The Water Funder Initiative described the $10 million as a "goal" rather than a "commitment" because it's contingent on state and federal officials developing a comprehensive Salton Sea plan. The initiative's backers are looking for a plan that addresses air pollution in disadvantaged communities, habitat loss, clean energy development in the Imperial Valley and better water management across the Colorado River basin. That plan should include "sufficient funding commitments from the State of California and the Federal government," the initiative said in a statement.
Wilcox said the foundation money could help pay for environmental monitoring and the development of a long-term management plan. Kowalski is hopeful the money will contribute to "real progress on the ground," in coordination with state and federal dollars.
"It's a looming environmental disaster, but it's a huge opportunity to basically assure sustainable management on the Colorado River system, if we can come together and figure out these issues," Kowalski said.
The White House also said Wednesday that a $7.5 million Salton Sea grant from the Department of Agriculture, which was announced earlier this year, is close to being finalized. That money will go to the Salton Sea Authority, a local agency whose board includes representatives from water providers, county governments and the Torres Martinez Desert Cahuilla Indians.
Among other uses, the $7.5 million grant could go toward helping farmers adopt organic practices that don't use pesticides or synthetic fertilizers, said Phil Rosentrater, executive director of the Salton Sea Authority. That would mean fewer chemicals polluting the lake and later being blown from the dry lakebed into the Southern California air. The money could also be used to convert exposed lakebed into cropland, keeping down dust. The goal is to back projects that can simultaneously improve air quality, water quality and wildlife habitat.
"We really want to make sure we achieve as many benefits with a single influx of public money as possible. One thing we don't have is an excess of money, or an excess of time," Rosentrater said.
Farmland and Highway 111 run along the Salton Sea’s northern shore. (Photo: Jay Calderon/The Desert Sun)
Still, it's far from clear how much the initiatives being announced Wednesday will help in the long run. State officials have said their work-in-progress Salton Sea Management Program could cost as much as $3.5 billion, and it's not clear where the bulk of that money will come from. Some experts don't think geothermal can play a major role in Salton Sea restoration, including researchers at the National Renewable Energy Laboratory, who estimated last year the industry could generate at most $210 million for restoration efforts by 2030, largely because development is already so expensive.
Recognizing the high costs of building a geothermal plant, the White House announced $29 million in funding from the Department of Energy for geothermal research projects in Nevada and Utah on Wednesday. That work, in theory, could bring down the costs of development. The department will also host a forum on Salton Sea geothermal development in October, in Sacramento.
Whatever comes next for California's largest lake, time is short.

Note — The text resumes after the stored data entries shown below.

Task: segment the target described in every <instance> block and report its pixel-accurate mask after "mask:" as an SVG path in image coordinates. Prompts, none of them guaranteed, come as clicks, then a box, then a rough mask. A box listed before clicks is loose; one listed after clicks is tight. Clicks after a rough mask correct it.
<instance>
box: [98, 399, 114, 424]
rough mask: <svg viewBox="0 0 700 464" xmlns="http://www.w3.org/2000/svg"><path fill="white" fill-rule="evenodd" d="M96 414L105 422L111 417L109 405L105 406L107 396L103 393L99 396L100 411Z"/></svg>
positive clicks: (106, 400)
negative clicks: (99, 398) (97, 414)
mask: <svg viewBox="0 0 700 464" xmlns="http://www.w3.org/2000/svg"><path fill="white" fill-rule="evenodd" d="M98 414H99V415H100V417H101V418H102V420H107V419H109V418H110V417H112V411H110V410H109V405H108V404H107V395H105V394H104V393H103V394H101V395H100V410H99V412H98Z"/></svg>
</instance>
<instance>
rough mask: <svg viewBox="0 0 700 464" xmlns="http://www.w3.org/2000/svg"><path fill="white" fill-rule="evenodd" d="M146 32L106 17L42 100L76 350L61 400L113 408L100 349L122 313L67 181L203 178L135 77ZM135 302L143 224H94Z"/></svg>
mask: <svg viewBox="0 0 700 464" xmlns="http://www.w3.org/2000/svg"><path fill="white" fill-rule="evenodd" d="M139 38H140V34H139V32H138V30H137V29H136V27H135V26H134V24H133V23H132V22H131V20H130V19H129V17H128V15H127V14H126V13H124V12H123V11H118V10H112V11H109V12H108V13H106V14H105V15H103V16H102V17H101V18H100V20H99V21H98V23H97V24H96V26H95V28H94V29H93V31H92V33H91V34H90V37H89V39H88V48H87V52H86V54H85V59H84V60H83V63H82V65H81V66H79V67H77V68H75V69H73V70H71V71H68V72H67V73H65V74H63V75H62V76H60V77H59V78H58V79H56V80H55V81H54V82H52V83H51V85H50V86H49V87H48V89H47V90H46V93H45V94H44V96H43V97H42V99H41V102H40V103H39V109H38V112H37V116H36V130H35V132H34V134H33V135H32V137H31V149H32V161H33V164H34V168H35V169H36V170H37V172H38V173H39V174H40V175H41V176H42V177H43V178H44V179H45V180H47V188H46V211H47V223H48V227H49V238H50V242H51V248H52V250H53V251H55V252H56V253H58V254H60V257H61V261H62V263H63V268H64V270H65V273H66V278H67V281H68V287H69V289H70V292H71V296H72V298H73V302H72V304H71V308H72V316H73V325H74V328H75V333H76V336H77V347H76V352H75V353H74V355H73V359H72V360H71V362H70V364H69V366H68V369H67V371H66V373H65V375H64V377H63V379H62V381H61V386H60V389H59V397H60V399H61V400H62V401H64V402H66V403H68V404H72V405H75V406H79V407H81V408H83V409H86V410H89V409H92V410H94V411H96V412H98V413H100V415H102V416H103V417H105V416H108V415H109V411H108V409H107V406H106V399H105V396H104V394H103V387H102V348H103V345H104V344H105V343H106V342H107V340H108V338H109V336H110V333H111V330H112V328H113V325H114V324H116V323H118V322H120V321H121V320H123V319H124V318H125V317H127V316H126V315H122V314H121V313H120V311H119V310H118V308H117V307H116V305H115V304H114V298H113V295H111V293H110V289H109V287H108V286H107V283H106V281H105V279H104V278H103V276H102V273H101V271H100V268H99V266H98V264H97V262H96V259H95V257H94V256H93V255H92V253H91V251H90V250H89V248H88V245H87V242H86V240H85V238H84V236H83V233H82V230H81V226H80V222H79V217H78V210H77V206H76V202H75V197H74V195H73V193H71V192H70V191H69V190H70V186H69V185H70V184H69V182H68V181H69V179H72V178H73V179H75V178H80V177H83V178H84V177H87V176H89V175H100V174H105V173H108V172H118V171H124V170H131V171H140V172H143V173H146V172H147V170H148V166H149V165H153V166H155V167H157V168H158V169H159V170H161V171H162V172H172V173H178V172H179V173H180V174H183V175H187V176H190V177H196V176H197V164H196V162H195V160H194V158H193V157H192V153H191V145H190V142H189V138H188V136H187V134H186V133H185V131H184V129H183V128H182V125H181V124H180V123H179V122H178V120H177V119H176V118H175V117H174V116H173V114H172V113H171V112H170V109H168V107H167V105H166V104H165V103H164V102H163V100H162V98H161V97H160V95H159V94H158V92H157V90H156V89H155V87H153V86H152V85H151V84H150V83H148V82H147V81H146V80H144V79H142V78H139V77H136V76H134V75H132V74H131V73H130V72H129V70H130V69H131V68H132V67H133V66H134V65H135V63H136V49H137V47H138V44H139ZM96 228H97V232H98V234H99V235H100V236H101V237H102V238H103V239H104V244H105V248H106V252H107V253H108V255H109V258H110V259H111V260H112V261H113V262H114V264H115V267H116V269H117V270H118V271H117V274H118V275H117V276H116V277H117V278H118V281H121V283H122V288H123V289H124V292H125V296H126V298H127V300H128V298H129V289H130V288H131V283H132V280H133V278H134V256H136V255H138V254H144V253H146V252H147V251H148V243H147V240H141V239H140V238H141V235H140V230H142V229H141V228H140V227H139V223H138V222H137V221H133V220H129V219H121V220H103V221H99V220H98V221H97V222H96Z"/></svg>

For the last dozen years, the Imperial Irrigation District has replenished the Salton Sea with "mitigation water" direct from the Colorado River, which it's receiving as compensation for agreeing to send 10 trillion gallons of water to the Coachella Valley and San Diego County over 75 years, as part of a huge farm-to-city water transfer deal. But that mitigation water is set to run out Jan. 1, 2018.
That means in just under 500 days, the lake will start shrinking even faster.
Ian James contributed to this report.